DCS as part of SAS (Substation Automation System) is based on local control of relays, meters and switchgear and automation as per required logic and programs that could be hardwired for serial protocols (like DNP 3.0) or through fiber optic when UCA 2.0 or IEC 61850 protocols are used.
For RTU, it’s just interface between substations’ I/O signals and dispatching center (SCADA) through communication links and specific protocols (such as IEC 101,104, Indactic, DNP 3.0, etc.). In other words, RTU has no controlling role by itself, but DCS as part of SAS has all programmed control logic within substations and without even connecting to dispatching center.

For Electrical Network Distribution, a System is required for controlling, Load dispatch as well as monitoring. Therefore Distribution Management System (DMS) or DCS to be adopted as an integrated System. They are simply like SCADA. Composed from Hardware, software, interfacing means & communication media / protocol as indicated above.
RTU (remote Terminal Unit) include Processor and all the required interfacing facilities as well as I/O(s) Modules.

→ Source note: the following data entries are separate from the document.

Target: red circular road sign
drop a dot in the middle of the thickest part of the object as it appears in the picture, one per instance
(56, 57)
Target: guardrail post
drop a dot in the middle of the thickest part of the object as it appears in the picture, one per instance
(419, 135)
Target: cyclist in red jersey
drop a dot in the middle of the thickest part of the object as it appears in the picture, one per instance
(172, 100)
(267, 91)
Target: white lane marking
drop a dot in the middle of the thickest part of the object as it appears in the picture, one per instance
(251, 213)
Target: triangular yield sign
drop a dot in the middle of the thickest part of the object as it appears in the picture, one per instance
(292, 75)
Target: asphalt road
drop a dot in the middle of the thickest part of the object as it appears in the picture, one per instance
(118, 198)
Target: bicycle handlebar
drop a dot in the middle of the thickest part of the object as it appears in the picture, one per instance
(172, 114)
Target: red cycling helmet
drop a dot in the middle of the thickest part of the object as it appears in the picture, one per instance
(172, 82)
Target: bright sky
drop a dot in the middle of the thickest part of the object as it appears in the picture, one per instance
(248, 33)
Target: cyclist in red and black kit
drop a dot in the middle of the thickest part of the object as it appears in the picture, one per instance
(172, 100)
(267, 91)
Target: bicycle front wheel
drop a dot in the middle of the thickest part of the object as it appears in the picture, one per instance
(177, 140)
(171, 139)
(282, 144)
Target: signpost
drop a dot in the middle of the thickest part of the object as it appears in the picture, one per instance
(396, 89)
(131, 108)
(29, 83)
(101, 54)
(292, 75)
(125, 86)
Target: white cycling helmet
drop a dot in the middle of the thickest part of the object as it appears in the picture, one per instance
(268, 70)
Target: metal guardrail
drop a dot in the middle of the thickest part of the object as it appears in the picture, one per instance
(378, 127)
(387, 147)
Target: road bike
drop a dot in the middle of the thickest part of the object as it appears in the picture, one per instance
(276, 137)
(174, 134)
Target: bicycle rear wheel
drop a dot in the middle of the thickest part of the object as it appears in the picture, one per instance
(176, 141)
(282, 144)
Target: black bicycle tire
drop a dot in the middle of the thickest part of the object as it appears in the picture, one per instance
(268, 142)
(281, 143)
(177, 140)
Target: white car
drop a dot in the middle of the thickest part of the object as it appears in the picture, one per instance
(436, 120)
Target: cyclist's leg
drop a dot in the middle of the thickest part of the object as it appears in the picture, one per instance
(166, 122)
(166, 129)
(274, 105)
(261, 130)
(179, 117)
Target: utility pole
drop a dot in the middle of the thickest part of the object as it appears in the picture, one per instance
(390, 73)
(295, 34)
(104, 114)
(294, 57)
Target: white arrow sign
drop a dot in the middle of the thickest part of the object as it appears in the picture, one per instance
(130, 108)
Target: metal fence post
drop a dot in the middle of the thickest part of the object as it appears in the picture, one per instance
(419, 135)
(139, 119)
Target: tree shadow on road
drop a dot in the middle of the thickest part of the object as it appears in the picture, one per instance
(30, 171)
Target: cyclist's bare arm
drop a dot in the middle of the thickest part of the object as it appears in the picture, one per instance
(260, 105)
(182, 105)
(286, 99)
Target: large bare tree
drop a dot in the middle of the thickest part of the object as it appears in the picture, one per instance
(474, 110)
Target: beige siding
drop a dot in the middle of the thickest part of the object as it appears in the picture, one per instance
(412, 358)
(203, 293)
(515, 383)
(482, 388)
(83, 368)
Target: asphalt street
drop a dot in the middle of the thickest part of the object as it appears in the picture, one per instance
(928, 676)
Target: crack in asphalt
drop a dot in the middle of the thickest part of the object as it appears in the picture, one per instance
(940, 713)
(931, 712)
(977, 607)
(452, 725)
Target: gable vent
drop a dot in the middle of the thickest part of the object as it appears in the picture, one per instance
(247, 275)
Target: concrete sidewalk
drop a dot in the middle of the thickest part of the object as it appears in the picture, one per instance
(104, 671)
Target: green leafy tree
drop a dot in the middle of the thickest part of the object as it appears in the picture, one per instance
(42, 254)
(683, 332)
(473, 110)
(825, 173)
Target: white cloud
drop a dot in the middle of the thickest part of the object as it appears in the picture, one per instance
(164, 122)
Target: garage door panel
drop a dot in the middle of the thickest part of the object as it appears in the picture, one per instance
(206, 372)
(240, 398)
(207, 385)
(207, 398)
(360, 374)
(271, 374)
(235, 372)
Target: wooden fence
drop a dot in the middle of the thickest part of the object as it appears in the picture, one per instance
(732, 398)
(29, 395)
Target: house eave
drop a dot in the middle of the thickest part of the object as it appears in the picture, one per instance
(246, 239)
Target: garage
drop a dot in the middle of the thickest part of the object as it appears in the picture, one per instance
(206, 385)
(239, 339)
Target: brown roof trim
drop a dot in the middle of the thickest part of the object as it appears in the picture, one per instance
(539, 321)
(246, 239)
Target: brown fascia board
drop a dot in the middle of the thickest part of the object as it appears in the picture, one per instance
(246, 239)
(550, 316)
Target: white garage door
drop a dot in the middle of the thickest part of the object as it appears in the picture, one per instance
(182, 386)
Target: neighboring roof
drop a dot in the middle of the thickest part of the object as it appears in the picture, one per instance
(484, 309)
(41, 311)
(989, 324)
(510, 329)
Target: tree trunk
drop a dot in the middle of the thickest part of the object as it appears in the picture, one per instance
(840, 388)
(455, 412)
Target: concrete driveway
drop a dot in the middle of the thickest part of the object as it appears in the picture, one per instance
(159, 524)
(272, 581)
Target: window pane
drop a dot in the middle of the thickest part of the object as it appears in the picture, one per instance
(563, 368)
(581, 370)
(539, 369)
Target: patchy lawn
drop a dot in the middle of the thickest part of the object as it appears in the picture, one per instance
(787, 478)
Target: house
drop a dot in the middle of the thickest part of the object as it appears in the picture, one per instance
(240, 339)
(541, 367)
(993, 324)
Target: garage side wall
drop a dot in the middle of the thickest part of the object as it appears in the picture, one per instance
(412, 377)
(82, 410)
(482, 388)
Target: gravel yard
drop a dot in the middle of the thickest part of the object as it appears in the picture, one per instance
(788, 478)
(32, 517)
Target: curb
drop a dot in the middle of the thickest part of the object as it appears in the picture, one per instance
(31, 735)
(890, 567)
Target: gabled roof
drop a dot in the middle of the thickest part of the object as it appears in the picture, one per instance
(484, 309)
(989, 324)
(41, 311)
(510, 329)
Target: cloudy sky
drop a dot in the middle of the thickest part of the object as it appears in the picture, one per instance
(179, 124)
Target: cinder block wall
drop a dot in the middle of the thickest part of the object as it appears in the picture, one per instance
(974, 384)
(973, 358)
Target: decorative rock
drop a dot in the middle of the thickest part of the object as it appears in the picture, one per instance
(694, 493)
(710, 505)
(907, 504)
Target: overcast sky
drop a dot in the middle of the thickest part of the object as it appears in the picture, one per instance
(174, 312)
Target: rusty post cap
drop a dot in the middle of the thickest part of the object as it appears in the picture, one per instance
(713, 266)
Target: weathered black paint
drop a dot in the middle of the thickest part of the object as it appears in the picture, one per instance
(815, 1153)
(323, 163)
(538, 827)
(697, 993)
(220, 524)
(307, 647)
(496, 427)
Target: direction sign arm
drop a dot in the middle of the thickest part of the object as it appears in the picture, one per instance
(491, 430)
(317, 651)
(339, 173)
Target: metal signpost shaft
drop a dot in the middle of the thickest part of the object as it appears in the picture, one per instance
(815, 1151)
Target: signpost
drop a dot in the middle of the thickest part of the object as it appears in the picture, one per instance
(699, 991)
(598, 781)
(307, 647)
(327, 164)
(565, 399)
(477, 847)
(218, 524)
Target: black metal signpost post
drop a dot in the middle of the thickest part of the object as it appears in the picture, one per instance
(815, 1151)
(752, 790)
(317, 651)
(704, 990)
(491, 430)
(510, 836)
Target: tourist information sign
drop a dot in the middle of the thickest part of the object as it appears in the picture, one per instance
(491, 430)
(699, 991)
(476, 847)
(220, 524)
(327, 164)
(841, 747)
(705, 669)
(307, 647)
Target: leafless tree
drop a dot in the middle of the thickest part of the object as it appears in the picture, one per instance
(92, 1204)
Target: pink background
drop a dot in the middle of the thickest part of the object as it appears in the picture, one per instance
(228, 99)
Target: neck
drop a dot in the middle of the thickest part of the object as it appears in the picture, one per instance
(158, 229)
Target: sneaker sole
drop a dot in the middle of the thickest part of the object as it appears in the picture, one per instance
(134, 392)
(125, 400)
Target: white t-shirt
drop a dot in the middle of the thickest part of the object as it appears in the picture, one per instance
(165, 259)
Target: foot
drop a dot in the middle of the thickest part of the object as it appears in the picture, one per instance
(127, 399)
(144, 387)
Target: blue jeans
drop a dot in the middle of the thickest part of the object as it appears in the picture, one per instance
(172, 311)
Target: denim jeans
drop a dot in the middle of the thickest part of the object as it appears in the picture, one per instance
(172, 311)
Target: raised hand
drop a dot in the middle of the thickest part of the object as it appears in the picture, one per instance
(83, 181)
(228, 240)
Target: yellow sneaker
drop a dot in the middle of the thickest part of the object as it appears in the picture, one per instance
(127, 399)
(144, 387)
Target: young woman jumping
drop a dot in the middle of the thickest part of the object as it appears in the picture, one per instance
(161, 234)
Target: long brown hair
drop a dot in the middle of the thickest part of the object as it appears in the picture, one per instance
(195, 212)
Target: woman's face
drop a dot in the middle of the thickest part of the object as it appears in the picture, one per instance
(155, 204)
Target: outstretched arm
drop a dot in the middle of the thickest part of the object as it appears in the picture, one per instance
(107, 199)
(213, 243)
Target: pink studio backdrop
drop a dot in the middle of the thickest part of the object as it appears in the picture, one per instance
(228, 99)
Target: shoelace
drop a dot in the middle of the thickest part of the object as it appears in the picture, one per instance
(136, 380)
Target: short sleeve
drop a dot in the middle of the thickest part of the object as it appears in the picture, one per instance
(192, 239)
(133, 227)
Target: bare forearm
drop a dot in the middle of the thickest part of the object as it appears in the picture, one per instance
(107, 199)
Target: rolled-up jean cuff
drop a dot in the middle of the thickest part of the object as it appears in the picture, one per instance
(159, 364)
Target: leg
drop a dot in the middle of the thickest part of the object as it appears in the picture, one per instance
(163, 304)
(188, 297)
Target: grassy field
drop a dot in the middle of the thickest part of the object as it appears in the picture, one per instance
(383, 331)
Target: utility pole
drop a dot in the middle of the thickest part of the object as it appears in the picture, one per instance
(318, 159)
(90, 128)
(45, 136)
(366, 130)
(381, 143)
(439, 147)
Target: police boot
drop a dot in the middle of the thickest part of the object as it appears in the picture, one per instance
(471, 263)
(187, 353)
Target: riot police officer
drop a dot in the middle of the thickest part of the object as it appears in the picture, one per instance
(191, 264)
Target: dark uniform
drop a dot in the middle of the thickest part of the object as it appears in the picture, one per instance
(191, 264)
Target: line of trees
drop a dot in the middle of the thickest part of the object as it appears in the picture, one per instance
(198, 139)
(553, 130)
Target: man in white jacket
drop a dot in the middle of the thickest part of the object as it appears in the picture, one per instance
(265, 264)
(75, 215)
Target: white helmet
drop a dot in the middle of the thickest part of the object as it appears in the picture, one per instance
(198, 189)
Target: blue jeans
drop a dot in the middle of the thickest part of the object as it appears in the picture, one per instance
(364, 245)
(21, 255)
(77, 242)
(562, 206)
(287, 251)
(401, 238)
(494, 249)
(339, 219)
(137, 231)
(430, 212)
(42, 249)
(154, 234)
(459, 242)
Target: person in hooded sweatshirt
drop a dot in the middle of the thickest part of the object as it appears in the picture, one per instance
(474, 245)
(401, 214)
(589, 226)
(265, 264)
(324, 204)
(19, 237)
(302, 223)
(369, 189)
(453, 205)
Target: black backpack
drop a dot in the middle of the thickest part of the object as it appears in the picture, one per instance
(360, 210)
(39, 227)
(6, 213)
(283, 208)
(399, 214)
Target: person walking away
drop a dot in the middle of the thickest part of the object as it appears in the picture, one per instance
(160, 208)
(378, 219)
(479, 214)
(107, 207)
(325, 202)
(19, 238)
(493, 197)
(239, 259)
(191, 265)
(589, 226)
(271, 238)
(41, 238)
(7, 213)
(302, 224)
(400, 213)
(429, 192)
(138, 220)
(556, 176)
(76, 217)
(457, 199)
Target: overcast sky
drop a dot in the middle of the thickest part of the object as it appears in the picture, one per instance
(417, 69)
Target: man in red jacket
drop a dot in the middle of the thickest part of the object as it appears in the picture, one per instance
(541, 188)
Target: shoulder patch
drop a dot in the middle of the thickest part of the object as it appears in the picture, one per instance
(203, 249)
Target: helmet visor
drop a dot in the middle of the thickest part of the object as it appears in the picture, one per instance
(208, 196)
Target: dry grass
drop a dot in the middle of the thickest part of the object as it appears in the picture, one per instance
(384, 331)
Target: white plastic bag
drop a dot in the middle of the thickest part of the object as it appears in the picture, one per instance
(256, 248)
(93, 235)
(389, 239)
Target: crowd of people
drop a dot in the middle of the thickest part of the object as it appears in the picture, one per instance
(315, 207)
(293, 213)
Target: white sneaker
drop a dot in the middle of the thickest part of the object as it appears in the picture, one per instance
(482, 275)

The brief description of such system may be as follows:
The Substation prescribed Signals (MV switchgears, Transformer, Substation Auxiliary Equipment, etc.) to be hardwired to a marshaling box to Interface Cubicle where RTU located, RTU to be patched to the interface plate. Via the selected media “say FOC” the signals will be transferred to the DMC/DCS Control Centre. Accordingly, the real time status of the NW can be monitored and controlling can be achieved from remote.

The aforesaid Signals to be listed and sorted as per the required application to facilitate system configuration, integration and programming (unique address, function, type, is it required for control, monitor or both, which is digital & which is analogue, etc.).